Latest release on PyPI:
$ pip install serpextract
Or the latest development version (not recommended):
$ pip install -e git://github.com/Parsely/serpextract.git#egg=serpextract
Command-line usage, returns the engine name and keyword components separated by a comma and enclosed in quotes:
$ serpextract "http://www.google.ca/url?sa=t&rct=j&q=ars%20technica" "Google","ars technica"
You can also print out a list of all the SearchEngineParsers currently available in your local cache via:
$ serpextract -l
The list of search engine parsers that Piwik and therefore serpextract uses is far from exhaustive. If you want serpextract to attempt to guess if a given referring URL is a SERP, you can specify use_naive_method=True to serpextract.is_serp or serpextract.extract. By default, the naive method is disabled.

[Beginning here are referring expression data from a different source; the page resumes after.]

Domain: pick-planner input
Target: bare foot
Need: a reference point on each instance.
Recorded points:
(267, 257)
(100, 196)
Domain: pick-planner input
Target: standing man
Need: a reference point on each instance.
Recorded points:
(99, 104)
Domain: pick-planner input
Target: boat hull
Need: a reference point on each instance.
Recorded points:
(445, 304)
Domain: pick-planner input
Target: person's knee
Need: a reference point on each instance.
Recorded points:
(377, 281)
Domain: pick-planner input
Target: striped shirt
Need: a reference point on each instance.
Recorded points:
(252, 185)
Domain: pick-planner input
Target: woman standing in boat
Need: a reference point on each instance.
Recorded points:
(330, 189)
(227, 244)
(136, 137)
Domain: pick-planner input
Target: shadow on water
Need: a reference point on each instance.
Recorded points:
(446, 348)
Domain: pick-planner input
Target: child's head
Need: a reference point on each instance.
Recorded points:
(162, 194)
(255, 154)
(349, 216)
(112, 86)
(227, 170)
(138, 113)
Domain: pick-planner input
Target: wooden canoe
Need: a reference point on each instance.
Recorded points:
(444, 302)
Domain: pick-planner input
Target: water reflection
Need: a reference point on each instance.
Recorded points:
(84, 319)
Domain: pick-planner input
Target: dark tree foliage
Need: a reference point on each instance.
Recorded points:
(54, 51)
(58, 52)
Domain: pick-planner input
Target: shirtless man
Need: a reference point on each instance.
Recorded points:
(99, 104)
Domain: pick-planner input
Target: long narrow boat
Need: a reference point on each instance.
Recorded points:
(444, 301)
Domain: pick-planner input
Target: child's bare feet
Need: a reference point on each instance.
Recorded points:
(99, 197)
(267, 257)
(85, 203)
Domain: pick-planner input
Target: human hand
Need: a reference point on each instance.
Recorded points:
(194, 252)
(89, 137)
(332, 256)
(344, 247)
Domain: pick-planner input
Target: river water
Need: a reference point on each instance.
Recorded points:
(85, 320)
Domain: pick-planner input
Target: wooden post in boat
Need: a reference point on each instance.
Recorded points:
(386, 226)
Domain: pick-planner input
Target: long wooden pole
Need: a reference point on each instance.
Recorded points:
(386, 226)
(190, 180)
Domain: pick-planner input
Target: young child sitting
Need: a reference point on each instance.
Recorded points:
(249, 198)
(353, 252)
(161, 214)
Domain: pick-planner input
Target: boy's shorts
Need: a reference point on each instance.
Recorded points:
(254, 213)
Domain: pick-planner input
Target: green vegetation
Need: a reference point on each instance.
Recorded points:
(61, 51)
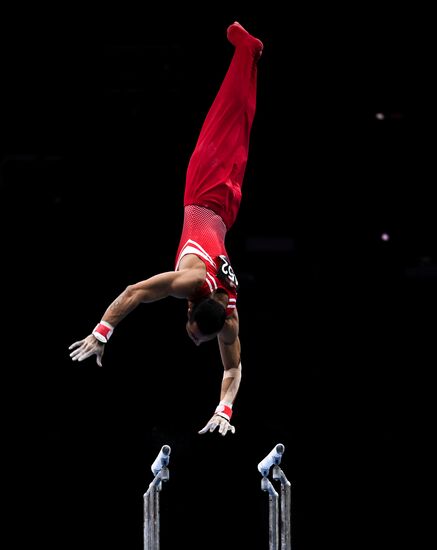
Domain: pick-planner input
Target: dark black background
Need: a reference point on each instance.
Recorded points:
(99, 116)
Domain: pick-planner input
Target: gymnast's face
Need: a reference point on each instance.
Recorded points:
(195, 335)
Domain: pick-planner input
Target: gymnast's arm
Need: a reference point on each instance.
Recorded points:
(230, 351)
(178, 284)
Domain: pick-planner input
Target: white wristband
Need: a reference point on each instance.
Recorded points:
(103, 331)
(224, 409)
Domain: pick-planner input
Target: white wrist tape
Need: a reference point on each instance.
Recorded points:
(224, 409)
(103, 331)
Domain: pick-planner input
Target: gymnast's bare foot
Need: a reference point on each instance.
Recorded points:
(238, 35)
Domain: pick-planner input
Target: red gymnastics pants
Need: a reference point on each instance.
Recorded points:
(216, 169)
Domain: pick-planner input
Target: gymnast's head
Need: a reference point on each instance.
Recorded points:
(206, 318)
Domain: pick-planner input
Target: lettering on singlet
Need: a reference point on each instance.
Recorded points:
(225, 272)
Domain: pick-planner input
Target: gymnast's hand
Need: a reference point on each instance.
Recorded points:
(86, 348)
(218, 422)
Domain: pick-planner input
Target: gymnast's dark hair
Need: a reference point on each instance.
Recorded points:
(209, 315)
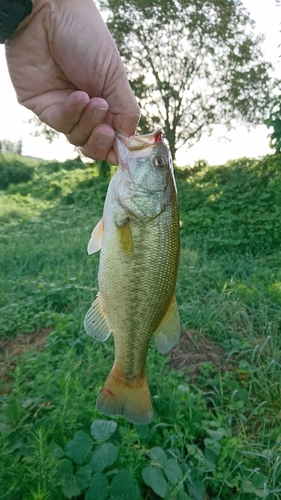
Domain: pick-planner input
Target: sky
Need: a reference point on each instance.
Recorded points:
(216, 149)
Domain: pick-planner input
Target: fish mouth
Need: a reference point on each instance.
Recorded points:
(140, 142)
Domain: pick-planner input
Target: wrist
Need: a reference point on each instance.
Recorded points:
(13, 15)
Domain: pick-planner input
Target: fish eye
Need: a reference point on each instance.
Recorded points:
(160, 161)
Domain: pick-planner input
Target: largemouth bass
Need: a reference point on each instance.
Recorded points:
(139, 241)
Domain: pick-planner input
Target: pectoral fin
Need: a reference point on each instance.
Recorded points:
(125, 238)
(168, 333)
(95, 322)
(95, 242)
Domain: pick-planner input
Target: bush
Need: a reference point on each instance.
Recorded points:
(14, 173)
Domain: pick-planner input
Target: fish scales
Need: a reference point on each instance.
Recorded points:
(137, 275)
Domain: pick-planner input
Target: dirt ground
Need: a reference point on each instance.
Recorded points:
(193, 350)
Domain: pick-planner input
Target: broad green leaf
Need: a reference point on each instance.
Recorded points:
(101, 430)
(83, 476)
(99, 489)
(196, 490)
(79, 447)
(216, 435)
(104, 455)
(123, 486)
(154, 478)
(70, 488)
(65, 470)
(158, 456)
(173, 472)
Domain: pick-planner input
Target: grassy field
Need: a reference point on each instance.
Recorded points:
(216, 432)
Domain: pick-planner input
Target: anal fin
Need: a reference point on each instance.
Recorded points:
(131, 399)
(168, 333)
(95, 322)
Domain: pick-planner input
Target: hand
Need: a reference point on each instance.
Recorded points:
(65, 67)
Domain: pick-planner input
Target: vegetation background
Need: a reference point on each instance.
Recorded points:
(216, 431)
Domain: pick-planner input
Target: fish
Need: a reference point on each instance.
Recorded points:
(138, 239)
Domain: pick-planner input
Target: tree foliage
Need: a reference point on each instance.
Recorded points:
(191, 64)
(13, 147)
(274, 123)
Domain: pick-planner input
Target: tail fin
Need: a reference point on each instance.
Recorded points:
(130, 399)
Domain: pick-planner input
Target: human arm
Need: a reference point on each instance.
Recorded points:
(65, 67)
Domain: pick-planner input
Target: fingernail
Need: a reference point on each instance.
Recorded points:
(104, 141)
(98, 114)
(80, 107)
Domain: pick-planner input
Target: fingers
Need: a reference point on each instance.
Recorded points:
(99, 144)
(91, 117)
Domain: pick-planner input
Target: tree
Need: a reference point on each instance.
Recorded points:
(191, 64)
(14, 147)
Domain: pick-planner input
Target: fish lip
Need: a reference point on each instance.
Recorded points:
(140, 142)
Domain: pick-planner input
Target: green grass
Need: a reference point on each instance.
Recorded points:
(215, 434)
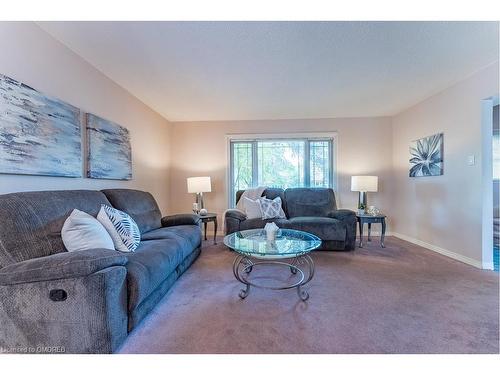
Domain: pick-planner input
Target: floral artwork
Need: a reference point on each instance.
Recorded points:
(426, 156)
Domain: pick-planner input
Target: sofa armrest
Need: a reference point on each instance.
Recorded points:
(61, 266)
(234, 213)
(180, 219)
(342, 214)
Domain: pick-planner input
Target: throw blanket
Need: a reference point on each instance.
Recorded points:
(253, 193)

Naive search engine detection tries to find an instance of r'\.?search\.' in the netloc of a URL. If found, serpextract will then try to find a keyword in the query portion of the URL by looking for the following params in order:
_naive_params = ('q', 'query', 'k', 'keyword', 'term',)

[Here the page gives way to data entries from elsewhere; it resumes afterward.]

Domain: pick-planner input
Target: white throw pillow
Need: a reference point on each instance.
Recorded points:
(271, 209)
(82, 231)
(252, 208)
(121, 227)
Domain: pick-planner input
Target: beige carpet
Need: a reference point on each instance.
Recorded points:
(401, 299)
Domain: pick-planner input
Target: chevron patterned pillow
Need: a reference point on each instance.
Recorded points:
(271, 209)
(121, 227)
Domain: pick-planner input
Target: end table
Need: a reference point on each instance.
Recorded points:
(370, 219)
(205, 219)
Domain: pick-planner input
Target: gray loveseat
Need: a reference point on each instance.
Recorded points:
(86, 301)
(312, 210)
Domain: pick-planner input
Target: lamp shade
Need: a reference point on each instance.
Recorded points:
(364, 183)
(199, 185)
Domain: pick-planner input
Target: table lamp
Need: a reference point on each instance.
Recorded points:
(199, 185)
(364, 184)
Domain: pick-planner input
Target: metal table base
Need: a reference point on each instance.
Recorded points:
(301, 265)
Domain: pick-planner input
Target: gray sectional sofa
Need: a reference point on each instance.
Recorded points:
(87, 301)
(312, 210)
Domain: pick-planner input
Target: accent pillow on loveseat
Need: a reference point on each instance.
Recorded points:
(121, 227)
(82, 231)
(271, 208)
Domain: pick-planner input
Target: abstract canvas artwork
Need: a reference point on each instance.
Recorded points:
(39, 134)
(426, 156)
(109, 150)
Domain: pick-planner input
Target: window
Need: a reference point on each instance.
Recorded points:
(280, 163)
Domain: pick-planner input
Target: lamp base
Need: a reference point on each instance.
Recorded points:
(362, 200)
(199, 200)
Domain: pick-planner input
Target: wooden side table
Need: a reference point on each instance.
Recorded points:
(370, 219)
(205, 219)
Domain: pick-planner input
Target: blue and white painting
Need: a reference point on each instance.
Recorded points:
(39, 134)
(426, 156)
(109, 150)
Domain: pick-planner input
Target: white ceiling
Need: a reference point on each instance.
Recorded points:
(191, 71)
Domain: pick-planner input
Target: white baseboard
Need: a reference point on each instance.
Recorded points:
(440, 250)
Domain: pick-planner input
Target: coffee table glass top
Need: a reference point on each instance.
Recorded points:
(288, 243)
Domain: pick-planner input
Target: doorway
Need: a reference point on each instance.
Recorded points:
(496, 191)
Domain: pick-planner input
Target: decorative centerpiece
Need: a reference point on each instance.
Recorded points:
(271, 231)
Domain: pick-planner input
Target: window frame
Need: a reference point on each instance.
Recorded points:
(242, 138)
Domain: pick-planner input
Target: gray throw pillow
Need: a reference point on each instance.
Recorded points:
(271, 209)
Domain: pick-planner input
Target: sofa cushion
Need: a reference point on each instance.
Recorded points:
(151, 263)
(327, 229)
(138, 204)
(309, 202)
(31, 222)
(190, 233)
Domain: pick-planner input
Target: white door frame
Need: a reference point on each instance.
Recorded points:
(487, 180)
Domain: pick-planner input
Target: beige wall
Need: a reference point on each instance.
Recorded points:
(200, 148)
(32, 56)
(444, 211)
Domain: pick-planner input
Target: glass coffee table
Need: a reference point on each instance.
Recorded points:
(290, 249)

If one of these are found, a keyword is extracted and an ExtractResult is constructed as:
ExtractResult(domain, keyword, None) # No parser, but engine name and keyword
In the event that you have a custom search engine that you'd like to track which is not currently supported by Piwik/serpextract, you can create your own instance of serpextract.SearchEngineParser and either pass it explicitly to either serpextract.is_serp or serpextract.extract or add it to the internal list of parsers.
You can also permanently add a custom parser to the internal list of parsers that serpextract maintains so that you no longer have to explicitly pass a parser object to serpextract.is_serp or serpextract.extract.
There are some basic tests for popular search engines, but more are required:
$ pip install -r requirements.txt $ nosetests
Internally, this module caches an OrderedDict representation of Piwik's list of search engines which is stored in serpextract/search_engines.pickle. This isn't intended to change that often and so this module ships with a cached version.